Médée, sans doute sa pièce la plus jouée et la plus souvent adaptée aujourd'hui, donne à voir la transformation d'une malheureuse femme répudiée, Médée, victime de la trahison de Jason, en un monstre vengeur et meurtrier. La force et la sauvagerie de Médée contrastent alors avec la médiocrité vaine de Jason, qu'Euripide prive ici de toute dimension héroïque : l'histoire de Médée et Jason, qui avait commencé dans la grandeur épique de la quête des Argonautes, finit dans l'intimité mesquine d'un couple désuni.

Jacques Lassalle, pour sa mise en scène de la pièce présentée à l'été 2000 au Festival d'Avignon, s'est intéressé à l'humanité de Médée, à sa rationalité, à son intelligence, mais aussi à sa souffrance. En confiant le rôle à Isabelle Huppert, il s'est donné pour tâche de concilier la grandeur mystérieuse de la magicienne, petite-fille du Soleil, et la faiblesse pathétique de la femme délaissée.

Céline Candiard

Transcription

Présentateur
Au festival d’Avignon, l’évènement théâtral, mercredi soir, ce sera dans la Cour d’honneur Médée d’Euripide mise en scène par Jacques Lassalle avec Isabelle Huppert. Dans quelques instants, nous serons en direct avec Isabelle Huppert. Elle incarne Médée, une femme qui a trahi et qui est trahie par Jason et qui devient une mère criminelle pour se venger de cette infidélité. Le texte date de 430 avant notre ère mais les paroles qu’entendront les spectateurs de la Cour d’honneur sont extrêmement modernes comme le présentent maintenant Daniel Wolfromm et Valérie Lucas.
Comédienne 1
Ne les conduis pas auprès d’une mère abattue car je l’ai vue déjà jeter sur les enfants l’œil d’un taureau fou comme si elle allait passer au crime. Elle ne renoncera pas à sa colère avant de fondre sur quelqu’un.
Isabelle Huppert
Malheur, mon malheur !
Journaliste
Le cri venu du fond de la grotte est celui de Médée, la mère des deux enfants, l’épouse déchue, trahie par Jason au profit d’une autre. Sa vengeance sera terrible.
Isabelle Huppert
Privée de vous deux, je vais passer la vie dans mes chagrins, dans mes douleurs, vous ne verrez plus votre mère de vos yeux chéris.

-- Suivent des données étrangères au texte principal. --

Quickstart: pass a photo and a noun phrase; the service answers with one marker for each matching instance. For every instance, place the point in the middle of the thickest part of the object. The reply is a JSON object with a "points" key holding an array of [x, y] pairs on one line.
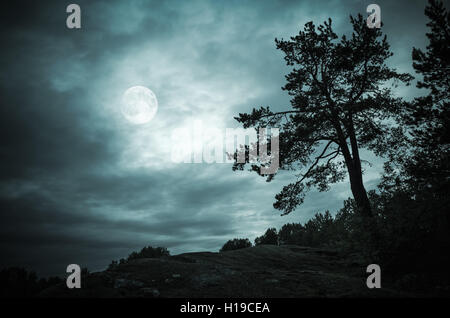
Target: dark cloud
{"points": [[80, 185]]}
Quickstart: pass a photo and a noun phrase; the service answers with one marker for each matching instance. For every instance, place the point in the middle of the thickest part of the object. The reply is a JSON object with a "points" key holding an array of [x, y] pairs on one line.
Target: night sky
{"points": [[80, 184]]}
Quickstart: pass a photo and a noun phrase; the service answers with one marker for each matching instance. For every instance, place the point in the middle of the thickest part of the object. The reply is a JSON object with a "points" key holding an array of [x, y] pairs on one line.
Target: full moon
{"points": [[139, 105]]}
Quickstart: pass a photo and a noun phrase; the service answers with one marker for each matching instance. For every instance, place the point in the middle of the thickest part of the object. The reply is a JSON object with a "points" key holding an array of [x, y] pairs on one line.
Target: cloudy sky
{"points": [[81, 184]]}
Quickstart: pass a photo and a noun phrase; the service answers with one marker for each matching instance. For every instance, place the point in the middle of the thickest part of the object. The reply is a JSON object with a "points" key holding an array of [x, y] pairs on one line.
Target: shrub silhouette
{"points": [[146, 252], [236, 244]]}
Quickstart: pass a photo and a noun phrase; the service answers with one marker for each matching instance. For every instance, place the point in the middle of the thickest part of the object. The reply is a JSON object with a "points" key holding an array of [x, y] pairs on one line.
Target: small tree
{"points": [[236, 244], [291, 233], [269, 238]]}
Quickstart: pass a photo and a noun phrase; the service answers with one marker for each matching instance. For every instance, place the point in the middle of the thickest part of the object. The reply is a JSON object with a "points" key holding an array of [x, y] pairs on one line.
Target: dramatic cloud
{"points": [[80, 184]]}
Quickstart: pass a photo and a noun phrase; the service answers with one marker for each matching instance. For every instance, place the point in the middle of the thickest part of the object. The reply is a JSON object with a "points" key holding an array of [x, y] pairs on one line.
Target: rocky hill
{"points": [[260, 271]]}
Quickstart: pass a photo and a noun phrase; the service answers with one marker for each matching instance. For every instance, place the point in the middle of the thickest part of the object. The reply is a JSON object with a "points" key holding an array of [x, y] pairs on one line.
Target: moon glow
{"points": [[139, 105]]}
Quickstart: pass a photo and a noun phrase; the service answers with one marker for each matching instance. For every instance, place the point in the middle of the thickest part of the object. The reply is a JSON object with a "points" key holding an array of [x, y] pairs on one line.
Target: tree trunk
{"points": [[358, 190]]}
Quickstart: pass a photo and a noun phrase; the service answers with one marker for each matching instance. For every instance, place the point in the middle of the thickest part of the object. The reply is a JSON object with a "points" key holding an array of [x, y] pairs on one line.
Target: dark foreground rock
{"points": [[261, 271]]}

Vous serez partis vers une autre apparence de la vie.
Journaliste
Va-t-elle tuer ses deux fils ? Elle en doute encore.
Isabelle Huppert
Non, non, non, non, non, non. Que dois-je faire ?
Journaliste
A aucun moment, elle ne sait où elle va. On est loin du destin imposé par les Dieux de la Grèce. L’héroïne s’interroge sur ses actes, Médée en ce sens est une tragédie moderne.
Isabelle Huppert
Pour quelle raison attrister leur père en leur faisant du mal si je me donne un malheur deux fois plus grand ?
Jacques Lassalle
Il y a dans ces textes, une formidable et permanente provocation au spectateur athénien. Il faut retrouver ce que ces textes avaient de, quelque fois d’inadmissible, de violent.
Isabelle Huppert
T’ai-je trahi ?
Comédien
Tu maudis les rois…
Journaliste
Violence des situations, violence des mots, la nouvelle traduction de la pièce donne une vue très contemporaine des vers d’Euripide.
Isabelle Huppert
Salaud total.
PierreJudet (de la) Combe
Nous, on a finalement opté pour "salaud total" parce qu’ils sont complètement en-dehors du langage tragique, parce que d’habitude donc là, c’est, il y a "infâme scélérat" ou "toi...", je sais pas quoi, "le plus pleutre", je sais pas quoi ; donc là, c’est vraiment, non c’est un bloc : elle dit j'arrête ton discours, j'arrête notre communication et je parle comme ça; mais après elle glose, c'est ça qui est intéressant, après elle analyse. C’est le nom que j’ai pour toi.
Isabelle Huppert
C’est le nom que j’ai pour toi, la plus grande violence, que peut la langue contre hélas… Mais que se passe-t-il ? qui me condamne à mon fils ?
Comédien
La jeune reine vient de mourir avec Créon son père. A cause de tes drogues.
Journaliste
Mais quand Médée disparaît de la surface de la terre, le mystère de son double infanticide reste entier, c’est la complexité du personnage, elle, la petite fille du Dieu Soleil, étrangement humaine.